I think the story is pretty deep and rewarding for fans of the previous games, especially MGS3, but for newcomers they may be confused and will not get many references. Which is ok because the gameplay is magnificent. Kojima had to make a story that was both self-contained (for new players) and simultaneously referencing and commenting on a canon stretching over half a dozen other titles. All while having his game chopped into pieces (anyone who says "it isn't finished" is just stating the obvious from before GZ's release). This is an insane feat and I feel like he did a wonderful job.

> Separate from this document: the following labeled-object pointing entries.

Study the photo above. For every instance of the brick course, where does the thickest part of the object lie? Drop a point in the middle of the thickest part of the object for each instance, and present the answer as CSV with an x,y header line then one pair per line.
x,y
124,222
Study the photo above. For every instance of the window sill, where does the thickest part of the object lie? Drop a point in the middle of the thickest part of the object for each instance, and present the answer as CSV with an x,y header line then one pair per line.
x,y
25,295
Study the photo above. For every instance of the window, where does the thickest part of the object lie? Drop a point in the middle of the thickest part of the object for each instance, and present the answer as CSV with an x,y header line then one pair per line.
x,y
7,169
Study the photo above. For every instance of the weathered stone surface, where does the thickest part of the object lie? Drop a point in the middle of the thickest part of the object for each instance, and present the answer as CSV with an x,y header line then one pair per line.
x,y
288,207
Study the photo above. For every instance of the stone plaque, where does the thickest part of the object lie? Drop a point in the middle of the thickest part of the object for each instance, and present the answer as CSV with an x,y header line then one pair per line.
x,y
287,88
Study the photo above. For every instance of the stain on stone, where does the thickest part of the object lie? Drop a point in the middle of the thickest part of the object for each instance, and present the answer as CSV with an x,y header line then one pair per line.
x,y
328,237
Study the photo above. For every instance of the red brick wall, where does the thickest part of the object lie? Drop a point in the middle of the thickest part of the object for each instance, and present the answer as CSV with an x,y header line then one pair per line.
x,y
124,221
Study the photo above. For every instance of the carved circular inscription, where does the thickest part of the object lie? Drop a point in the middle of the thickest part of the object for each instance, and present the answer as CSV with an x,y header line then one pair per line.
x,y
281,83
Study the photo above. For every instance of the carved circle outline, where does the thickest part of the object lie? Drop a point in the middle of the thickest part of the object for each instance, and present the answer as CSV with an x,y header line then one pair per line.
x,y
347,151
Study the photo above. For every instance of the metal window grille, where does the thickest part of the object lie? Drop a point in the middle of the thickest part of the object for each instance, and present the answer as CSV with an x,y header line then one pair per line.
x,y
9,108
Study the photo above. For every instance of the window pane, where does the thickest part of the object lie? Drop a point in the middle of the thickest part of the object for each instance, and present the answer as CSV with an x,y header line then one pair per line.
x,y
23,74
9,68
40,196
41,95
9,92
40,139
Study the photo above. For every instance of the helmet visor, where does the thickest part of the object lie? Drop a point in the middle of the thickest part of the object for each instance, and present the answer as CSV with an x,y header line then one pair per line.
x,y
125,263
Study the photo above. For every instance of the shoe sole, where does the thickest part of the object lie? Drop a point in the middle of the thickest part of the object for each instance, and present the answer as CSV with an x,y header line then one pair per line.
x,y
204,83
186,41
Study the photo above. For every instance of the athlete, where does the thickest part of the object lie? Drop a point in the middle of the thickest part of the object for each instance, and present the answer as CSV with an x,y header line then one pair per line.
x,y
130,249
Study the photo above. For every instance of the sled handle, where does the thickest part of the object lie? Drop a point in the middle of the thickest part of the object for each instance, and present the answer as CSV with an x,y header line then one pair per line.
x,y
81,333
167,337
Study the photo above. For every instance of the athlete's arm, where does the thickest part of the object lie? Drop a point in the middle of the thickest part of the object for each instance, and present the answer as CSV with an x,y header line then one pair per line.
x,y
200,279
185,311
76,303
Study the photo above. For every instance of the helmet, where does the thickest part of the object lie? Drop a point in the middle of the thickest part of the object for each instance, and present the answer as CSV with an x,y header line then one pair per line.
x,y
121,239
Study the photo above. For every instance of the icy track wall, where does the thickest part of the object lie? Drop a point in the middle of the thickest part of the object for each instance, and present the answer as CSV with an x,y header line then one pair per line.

At the time of release we were blinded by all the negative publicity (FuckKonami making it narratively convenient that the game be bad) and lazy journalism (not taking the time to engage w it in any way beyond a value judgement). It's going to take a few years, probably a couple of long youtube series by film and literature majors, but eventually people will see how brilliant this game is.
 
I keep wanting to play mgsv because the gameplay. I loved ground zeroes, which I played for free. It was just a cool stealth experience.

I get so quickly turned off by horrible story though. I loved mgs3 snake eater until I met the cat meowing fruit cake and quit when a dude was killing me with swarms of bees. Shit is stupid lol
 

KOMANI

KOMANI
I keep wanting to play mgsv because the gameplay. I loved ground zeroes, which I played for free. It was just a cool stealth experience.

I get so quickly turned off by horrible story though. I loved mgs3 snake eater until I met the cat meowing fruit cake and quit when a dude was killing me with swarms of bees. Shit is stupid lol
I would take the jump if i were you. The gameplay is more refined than in GZ, and for at least the first 10 missions you’ll be enthralled with its atmosphere. This is coming from someone who prefers GZ over TPP.
 
I would take the jump if i were you. The gameplay is more refined than in GZ, and for at least the first 10 missions you’ll be enthralled with its atmosphere. This is coming from someone who prefers GZ over TPP.

I think I will on a rainy day. Play it and see if I can tolerate the awkwardness or find it in my heart to laugh at it instead of cringe/roll my eyes.